Figure 6: Overlap of semantic bugs found by Archer instantiated with different LLMs.

  • Ablation Studies: Removing either obligations or deterministic validation severely degrades performance, with obligations proving critical for surfacing semantically non-local transformation bugs, and validation guards essential for filtering hallucinated or overfit findings.
  • Obligation Construction Variants: Providing obligations as distilled, structured, and pass-specific (Archer’s default) outperforms both RAG-style patch retrieval and providing unprocessed bug-fix histories, offering higher bug-finding rates and much smaller, more efficient context footprints.

Practical and Theoretical Implications

Practically, Archer demonstrates the necessity of agentic workflows augmented with domain-specialized, dynamically constructed semantic guidance and strict, executable validation in compiler settings. The high bug rate in recently closed PRs underscores the real limitations of manual review, even in mature communities.

Theoretically, the Archer paradigm suggests a scalable path for LLM-based review agents in safety- and correctness-critical system domains beyond compilers. Constructing obligations from historical fixes and enforcing evidence-based reporting may generalize to other domains characterized by semantic complexity and review scarcity. The need for hybrid, multi-oracle validation (combining translation validation and UB-aware interpretation) is shown to be essential for semantic bug discovery.

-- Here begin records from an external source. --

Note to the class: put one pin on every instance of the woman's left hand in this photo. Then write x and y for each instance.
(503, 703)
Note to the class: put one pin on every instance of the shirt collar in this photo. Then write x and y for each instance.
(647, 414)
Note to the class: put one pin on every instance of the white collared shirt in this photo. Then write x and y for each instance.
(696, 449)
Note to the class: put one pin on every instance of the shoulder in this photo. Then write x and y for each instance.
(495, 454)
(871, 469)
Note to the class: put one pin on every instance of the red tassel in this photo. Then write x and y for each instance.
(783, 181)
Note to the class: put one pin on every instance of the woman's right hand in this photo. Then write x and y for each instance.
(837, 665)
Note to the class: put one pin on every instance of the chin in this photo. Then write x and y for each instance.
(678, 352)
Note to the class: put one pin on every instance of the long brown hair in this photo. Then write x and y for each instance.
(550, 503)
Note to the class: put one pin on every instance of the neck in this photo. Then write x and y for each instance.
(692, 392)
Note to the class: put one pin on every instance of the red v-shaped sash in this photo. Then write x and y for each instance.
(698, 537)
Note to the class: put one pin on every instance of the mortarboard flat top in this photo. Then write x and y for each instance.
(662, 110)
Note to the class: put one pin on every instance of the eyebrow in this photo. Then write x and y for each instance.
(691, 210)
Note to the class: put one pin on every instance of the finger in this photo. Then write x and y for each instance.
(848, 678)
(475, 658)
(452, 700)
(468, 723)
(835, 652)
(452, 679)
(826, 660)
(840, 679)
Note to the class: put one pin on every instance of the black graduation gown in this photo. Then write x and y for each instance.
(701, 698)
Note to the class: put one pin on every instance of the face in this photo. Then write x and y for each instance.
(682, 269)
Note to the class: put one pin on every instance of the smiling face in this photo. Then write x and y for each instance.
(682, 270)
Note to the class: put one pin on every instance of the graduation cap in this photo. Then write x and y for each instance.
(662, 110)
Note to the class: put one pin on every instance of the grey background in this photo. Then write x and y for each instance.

Potential directions for future work include adaptive refinement of obligation databases (bootstrapped from failed or uncertain reviews) and optimizing agentic budget allocation driven by observed review trajectories.

Conclusion

Archer systematizes LLM-driven agentic review by combining pass-level semantic obligation guidance and deterministic validation, yielding strong, actionable results in the context of LLVM compiler optimization PRs. Its engineered workflow exposes critical review gaps left by manual inspection and general AI agents, and highlights necessary ingredients for deploying LLM systems in correctness-critical infrastructure code review. The approach’s extensibility suggests broad applicability for automated semantic review in complex software systems.